You know what I currently desire? Well I'll tell you..My head has been so full of information and spiritual experience over the passed week - and this is wonderful and I keep wanting to learn more and more - but with all this constantly circulating through my head over the passed week I currently desire - relief! Just some down time to shut my mind off and go into auto-pilot, act silly, move my body around, relax in a way sleep doesn't bring.
I'm thristing more and more to learn more about all I've been looking into, I mean I really do. I am even thinking about going to a course in college where I can learn more on a professional level. Anyway...I may share more of this later, but as of right now...ugh...I just want to close my mind off for a little while and just...have fun! I wanna dance and laugh and be silly...I need a break from my intellectual pursuit.

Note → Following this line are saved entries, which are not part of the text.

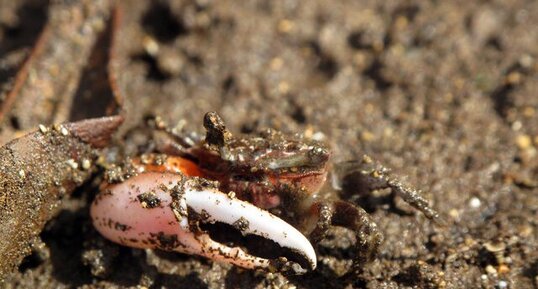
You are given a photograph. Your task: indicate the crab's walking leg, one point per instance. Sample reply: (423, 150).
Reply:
(374, 176)
(344, 214)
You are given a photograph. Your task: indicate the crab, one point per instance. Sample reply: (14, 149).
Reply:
(267, 184)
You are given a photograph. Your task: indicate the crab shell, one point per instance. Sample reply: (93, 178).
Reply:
(162, 208)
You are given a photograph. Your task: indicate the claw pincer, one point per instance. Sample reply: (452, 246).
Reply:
(163, 206)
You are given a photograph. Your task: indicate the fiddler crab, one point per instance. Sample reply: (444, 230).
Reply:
(272, 188)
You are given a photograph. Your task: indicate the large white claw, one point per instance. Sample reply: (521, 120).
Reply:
(150, 211)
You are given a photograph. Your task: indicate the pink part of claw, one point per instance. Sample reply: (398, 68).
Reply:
(161, 210)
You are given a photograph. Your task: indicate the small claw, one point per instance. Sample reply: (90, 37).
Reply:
(164, 211)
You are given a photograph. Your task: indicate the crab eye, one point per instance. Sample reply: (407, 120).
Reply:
(318, 155)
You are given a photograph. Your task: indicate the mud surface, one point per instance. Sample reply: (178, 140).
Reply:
(443, 92)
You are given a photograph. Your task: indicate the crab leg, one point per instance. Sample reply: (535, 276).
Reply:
(164, 211)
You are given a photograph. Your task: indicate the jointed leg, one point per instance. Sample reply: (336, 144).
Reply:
(347, 215)
(375, 176)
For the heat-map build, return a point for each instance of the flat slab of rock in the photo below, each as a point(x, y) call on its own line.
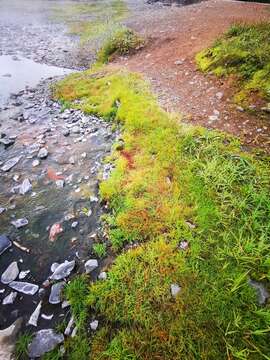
point(90, 265)
point(10, 273)
point(24, 287)
point(5, 243)
point(55, 295)
point(63, 270)
point(9, 164)
point(43, 342)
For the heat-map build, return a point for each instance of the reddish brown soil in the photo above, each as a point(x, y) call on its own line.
point(178, 34)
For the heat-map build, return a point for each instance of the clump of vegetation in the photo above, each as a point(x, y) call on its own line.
point(175, 184)
point(21, 346)
point(121, 41)
point(243, 52)
point(99, 250)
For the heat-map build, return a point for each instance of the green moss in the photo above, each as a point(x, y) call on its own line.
point(175, 182)
point(244, 51)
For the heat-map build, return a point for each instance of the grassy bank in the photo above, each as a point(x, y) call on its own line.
point(195, 209)
point(244, 54)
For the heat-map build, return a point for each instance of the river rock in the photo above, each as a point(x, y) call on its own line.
point(55, 295)
point(43, 153)
point(63, 270)
point(25, 187)
point(7, 340)
point(24, 287)
point(34, 317)
point(90, 265)
point(9, 164)
point(5, 243)
point(175, 289)
point(43, 342)
point(10, 273)
point(9, 299)
point(19, 223)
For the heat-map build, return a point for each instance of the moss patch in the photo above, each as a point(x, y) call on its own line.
point(173, 185)
point(244, 52)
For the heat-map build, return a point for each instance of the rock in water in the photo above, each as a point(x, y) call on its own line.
point(43, 342)
point(24, 287)
point(9, 299)
point(34, 317)
point(5, 243)
point(43, 153)
point(9, 164)
point(20, 223)
point(10, 273)
point(90, 265)
point(63, 270)
point(25, 187)
point(55, 295)
point(7, 340)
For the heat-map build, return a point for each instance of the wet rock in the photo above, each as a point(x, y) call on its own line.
point(35, 316)
point(90, 265)
point(175, 289)
point(55, 295)
point(262, 293)
point(43, 342)
point(20, 223)
point(25, 187)
point(94, 325)
point(24, 287)
point(43, 153)
point(9, 164)
point(63, 270)
point(7, 340)
point(5, 243)
point(9, 299)
point(10, 273)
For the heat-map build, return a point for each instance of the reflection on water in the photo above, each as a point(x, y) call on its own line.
point(17, 73)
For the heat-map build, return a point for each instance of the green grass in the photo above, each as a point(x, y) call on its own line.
point(175, 182)
point(21, 346)
point(244, 52)
point(99, 250)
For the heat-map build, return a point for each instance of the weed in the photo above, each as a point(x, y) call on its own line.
point(244, 52)
point(99, 250)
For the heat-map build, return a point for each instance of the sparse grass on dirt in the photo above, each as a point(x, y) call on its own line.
point(175, 183)
point(244, 52)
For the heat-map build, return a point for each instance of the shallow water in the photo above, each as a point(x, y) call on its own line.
point(16, 73)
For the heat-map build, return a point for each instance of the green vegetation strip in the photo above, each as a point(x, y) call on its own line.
point(244, 52)
point(198, 209)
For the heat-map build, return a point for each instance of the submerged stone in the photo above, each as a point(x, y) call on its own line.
point(10, 273)
point(24, 287)
point(43, 342)
point(5, 243)
point(63, 270)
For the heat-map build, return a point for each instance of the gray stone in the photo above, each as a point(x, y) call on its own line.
point(55, 295)
point(24, 287)
point(43, 342)
point(9, 164)
point(19, 223)
point(43, 153)
point(9, 299)
point(63, 270)
point(5, 243)
point(10, 273)
point(25, 187)
point(175, 289)
point(90, 265)
point(34, 317)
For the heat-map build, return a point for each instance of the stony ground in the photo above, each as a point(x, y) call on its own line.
point(168, 62)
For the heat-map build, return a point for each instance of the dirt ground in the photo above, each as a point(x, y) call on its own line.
point(176, 34)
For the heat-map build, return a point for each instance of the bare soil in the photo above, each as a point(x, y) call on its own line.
point(175, 35)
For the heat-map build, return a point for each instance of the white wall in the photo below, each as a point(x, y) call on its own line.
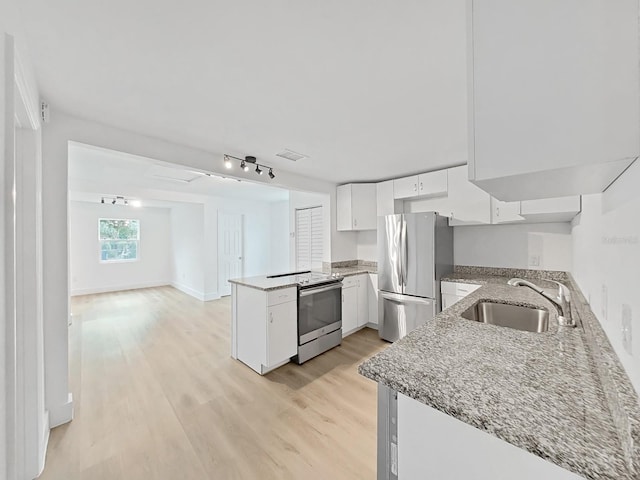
point(22, 409)
point(89, 275)
point(280, 237)
point(542, 246)
point(187, 240)
point(606, 261)
point(194, 234)
point(367, 246)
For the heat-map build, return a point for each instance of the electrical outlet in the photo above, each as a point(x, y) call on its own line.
point(627, 339)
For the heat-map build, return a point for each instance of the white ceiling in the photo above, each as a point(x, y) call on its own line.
point(368, 90)
point(96, 172)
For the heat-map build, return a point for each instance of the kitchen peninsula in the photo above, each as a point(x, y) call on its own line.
point(541, 392)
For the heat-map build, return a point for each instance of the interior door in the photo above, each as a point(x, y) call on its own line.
point(418, 259)
point(230, 257)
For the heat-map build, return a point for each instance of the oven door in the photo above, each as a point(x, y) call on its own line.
point(319, 311)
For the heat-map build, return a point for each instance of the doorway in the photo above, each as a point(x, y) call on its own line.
point(230, 251)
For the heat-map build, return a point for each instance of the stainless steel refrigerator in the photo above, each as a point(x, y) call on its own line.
point(414, 251)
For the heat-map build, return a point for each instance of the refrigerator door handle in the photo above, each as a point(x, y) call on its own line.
point(406, 298)
point(403, 254)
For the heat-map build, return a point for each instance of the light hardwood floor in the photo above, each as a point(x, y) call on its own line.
point(157, 396)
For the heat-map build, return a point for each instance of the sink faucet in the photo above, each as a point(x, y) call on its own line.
point(562, 301)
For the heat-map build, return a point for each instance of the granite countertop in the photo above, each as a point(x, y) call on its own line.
point(261, 282)
point(543, 392)
point(348, 271)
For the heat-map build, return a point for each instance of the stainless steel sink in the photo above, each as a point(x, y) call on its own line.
point(513, 316)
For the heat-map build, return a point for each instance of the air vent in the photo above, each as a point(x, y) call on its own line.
point(291, 155)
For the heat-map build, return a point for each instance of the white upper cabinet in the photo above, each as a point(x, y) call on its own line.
point(387, 203)
point(406, 187)
point(561, 209)
point(467, 203)
point(356, 207)
point(505, 212)
point(553, 95)
point(431, 184)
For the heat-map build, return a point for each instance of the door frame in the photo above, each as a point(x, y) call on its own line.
point(27, 425)
point(221, 281)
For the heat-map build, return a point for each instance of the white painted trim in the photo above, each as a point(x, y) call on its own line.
point(44, 443)
point(189, 291)
point(211, 296)
point(62, 413)
point(25, 110)
point(118, 288)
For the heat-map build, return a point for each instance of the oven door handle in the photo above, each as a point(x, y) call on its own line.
point(311, 291)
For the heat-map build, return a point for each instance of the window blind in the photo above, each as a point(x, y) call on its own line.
point(309, 242)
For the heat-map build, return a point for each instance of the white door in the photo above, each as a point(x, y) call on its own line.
point(230, 255)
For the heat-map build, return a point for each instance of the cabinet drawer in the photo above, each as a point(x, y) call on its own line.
point(459, 289)
point(282, 295)
point(350, 281)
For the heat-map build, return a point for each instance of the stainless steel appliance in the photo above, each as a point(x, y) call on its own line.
point(414, 251)
point(319, 314)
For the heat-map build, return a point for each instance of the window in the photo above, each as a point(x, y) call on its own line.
point(119, 239)
point(309, 238)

Tomorrow night my girl and I...are goin' out! You know how long I've been wanting to 'go out?' 8th grade. Since 8th grade I have been wanting to hit up a club and dance and maybe meet some people, but mostly I just want to go out, feel attractice while NOT being behind a mic, and have fun. I have been waiting forever! Now Nadia is FINALLY old enough and she's all "Egh" about it and I'm like "Dude! It's partly your fault I've been waiting this long!" No one wants to go out alone. I am 23 and have yet to step foot in a club. I have yet to hit a dance floor save typical high school dance floors. I have yet to experience what it's really like for someone my age to 'hit the town' or whatever.
Anyway...I'm single. I am single, I'm awesome, and I'm cool. B-) I wanna get out there.